Pular para o conteúdo principal

Por que continuamos ensinando a ‘fundir aço’ em vez de resolver problemas?

Título alternativo: Uma nova abordagem para o ensino: do formalismo à aplicação significativa.

Nos últimos dias, conversando com um colega que está cursando uma graduação na área de exatas, me deparei com uma constatação preocupante: o modelo de ensino — especialmente o fundamental e médio, mas também o superior — segue obsoleto e ineficaz. Concluí o ensino médio há quase 30 anos e minha última graduação tem mais de duas décadas. O mais impressionante é perceber que, apesar das mudanças tecnológicas e sociais profundas, o ensino formal pouco evoluiu. Em muitos aspectos, até regrediu. A estrutura educacional atual, tanto no Brasil quanto em diversos outros países, permanece atrelada a paradigmas ultrapassados do século XIX, focada em memorização mecânica e em práticas pouco conectadas à realidade contemporânea.

Para ilustrar, imagine um curso de marcenaria. Naturalmente, esse curso precisa acontecer dentro de um período limitado de tempo. O que se espera é que o instrutor ensine o aluno a dominar o uso das ferramentas modernas da marcenaria, disponíveis no mercado, e a aplicá-las de forma eficiente para resolver problemas concretos. Seria completamente contraproducente exigir que o aluno aprenda, por exemplo, a cortar a própria madeira com técnicas rudimentares, fundir aço para fabricar suas ferramentas ou estudar os fundamentos metalúrgicos dos instrumentos. O objetivo é formar um bom marceneiro, não um ferreiro ou engenheiro de materiais.
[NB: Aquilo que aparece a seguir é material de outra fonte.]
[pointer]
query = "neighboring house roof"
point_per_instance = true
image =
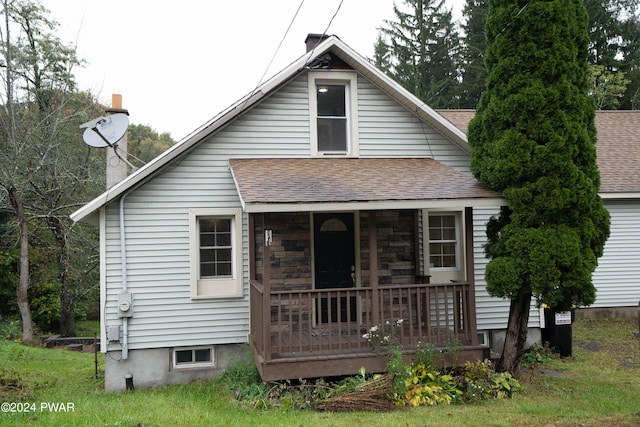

A analogia é direta com o ensino das disciplinas de exatas. Ainda hoje, estudantes são forçados a decorar fórmulas e a repetir processos de dedução que estão disponíveis em livros, calculadoras científicas e softwares amplamente utilizados na prática profissional. Isso equivale a obrigá-los a "fundir o próprio aço", em vez de ensiná-los a usar bem as "ferramentas" que já existem.

É preciso uma mudança de paradigma. O foco do ensino deveria estar na compreensão dos problemas e na escolha apropriada das ferramentas matemáticas ou científicas para resolvê-los. Fórmulas não devem ser um obstáculo, mas instrumentos. Avaliações e provas, por exemplo, deveriam fornecer uma “caixa de ferramentas” com as fórmulas pertinentes ao conteúdo avaliado. A competência esperada do aluno deve ser saber interpretar o problema, identificar o modelo matemático adequado e aplicar a fórmula de forma eficaz, assim como um bom profissional sabe escolher e usar a ferramenta certa na hora certa.

Esse modelo não é apenas teórico — ele já é respaldado por evidências. Diversas pesquisas acadêmicas demonstram que permitir o uso de folhas de fórmulas durante avaliações não compromete a aprendizagem; ao contrário, melhora o desempenho dos alunos, reduz a ansiedade e incentiva a compreensão conceitual. Movimentos como o Reform Mathematics, que propõem o ensino centrado na resolução de problemas reais e na compreensão conceitual, têm apresentado resultados positivos em vários países. Além disso, o uso de ferramentas digitais, como o GeoGebra e calculadoras gráficas, já transformou a forma como muitos professores ensinam e como os alunos aprendem conteúdos complexos.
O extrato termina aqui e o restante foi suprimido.